Cloudtail India posts loss in FY18 despite 27% growth in revenue

Venkatesh GaneshK Giriprakash Updated - October 14, 2018 at 08:39 PM.

Cloudtail India, a joint venture between Amazon and NR Narayana Murthy's family office Catamaran Ventures, has posted losses for FY18, though it has shown decent revenue growth.

The e-commerce company clocked in revenues of ₹7,149 crore, up 27 per cent from ₹5,631 crore in FY17, according to documents sourced from paper.vc, a data intelligence platform. However, Cloudtail posted a loss of ₹4.1 crore in FY18, against a profit of ₹1.59 crore in the previous fiscal. It also said the average net loss for the last three years was ₹10.9 crore.

The filing further said Cloudtail has appointed Sumit Sahay as its new CEO.

While Cloudtail’s revenue grew, the tax liability came in at ₹5.34 crore, lower than the ₹28.2 crore it paid in FY17. The company’s expenses came in at ₹7,158 crore, more than its revenues, highlighting its business model where much money is invested to draw customers via discounts.

Further, Cloudtail stated that its foreign exchange outflow was ₹233 crore, while its inflow reduced to ₹3.06 crore, against ₹9.6 crore in FY17.

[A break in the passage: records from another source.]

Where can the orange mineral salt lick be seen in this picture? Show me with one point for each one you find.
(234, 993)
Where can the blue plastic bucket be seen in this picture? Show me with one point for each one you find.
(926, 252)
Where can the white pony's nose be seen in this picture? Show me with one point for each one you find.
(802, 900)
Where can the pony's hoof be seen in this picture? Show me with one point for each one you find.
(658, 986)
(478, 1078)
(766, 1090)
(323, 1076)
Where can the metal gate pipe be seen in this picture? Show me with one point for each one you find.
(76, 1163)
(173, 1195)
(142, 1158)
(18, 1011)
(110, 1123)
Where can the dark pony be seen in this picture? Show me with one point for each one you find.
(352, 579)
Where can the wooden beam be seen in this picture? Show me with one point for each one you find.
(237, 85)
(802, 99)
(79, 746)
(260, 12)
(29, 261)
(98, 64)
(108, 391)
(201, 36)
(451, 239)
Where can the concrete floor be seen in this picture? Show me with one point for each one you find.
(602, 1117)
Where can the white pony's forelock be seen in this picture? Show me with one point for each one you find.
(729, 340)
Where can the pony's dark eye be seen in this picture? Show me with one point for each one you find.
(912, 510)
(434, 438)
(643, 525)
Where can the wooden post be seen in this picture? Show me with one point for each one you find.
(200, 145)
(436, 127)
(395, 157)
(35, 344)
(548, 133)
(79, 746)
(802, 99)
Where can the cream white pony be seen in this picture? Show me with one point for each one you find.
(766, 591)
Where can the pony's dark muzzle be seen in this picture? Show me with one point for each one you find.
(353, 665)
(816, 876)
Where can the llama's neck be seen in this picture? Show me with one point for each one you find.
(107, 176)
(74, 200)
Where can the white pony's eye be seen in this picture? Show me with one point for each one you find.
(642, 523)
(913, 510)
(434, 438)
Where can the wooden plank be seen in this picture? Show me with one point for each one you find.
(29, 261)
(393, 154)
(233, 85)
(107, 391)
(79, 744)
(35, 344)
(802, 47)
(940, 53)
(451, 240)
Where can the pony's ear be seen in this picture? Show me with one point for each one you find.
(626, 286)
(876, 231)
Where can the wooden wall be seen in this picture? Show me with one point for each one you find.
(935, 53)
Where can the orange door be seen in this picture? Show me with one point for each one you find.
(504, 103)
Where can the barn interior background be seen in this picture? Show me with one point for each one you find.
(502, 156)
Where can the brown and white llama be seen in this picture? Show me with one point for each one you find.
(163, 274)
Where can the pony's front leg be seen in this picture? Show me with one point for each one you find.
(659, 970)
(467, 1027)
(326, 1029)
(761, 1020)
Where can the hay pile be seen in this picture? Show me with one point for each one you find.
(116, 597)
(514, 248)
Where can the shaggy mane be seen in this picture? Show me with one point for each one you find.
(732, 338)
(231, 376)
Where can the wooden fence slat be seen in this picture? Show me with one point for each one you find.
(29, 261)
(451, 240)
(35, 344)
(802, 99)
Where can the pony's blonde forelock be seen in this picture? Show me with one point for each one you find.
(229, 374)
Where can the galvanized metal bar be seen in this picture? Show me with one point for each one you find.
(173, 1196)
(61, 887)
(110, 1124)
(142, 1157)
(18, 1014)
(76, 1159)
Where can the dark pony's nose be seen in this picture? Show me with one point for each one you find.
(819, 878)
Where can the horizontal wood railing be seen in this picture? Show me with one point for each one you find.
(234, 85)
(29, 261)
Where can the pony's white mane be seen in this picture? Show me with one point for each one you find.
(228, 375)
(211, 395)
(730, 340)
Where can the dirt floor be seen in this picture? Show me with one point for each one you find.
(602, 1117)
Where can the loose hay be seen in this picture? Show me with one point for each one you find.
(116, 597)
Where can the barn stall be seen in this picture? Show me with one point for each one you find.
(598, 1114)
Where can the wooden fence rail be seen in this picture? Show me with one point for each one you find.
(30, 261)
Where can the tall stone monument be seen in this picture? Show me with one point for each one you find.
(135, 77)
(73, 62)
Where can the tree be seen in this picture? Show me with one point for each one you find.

These developments need to be seen in the backdrop of a second draft of the e-commerce policy set to be released soon. In September, the Confederation of All India Traders (CAIT) had written to Union Commerce Minister Suresh Prabhu, seeking a codified policy, in addition to a regulatory authority, to regulate and monitor the market.

E-commerce majors — supported by heavy funding — are continuing with predatory pricing and deep discounting, which creates an uneven playing field for small e-tailers, said the CAIT note. Revised FDI laws in March 2016 allows FDI in online marketplaces but caps the contribution of a single seller to 25 per cent of the marketplace’s total business.

An e-commerce firm in India is defined as one where foreign investment doesn’t exceed 49 per cent, the founder/promoter is a resident Indian and the platform company is controlled by Indian management.

FDI inflows in trading (including via e-commerce), jumped 86 per cent to $4.35 billion in FY18. Foreign players are looking aggressively to invest in the Indian e-commerce market, which, Morgan Stanley estimates, is expected to grow to $200 billion in a decade.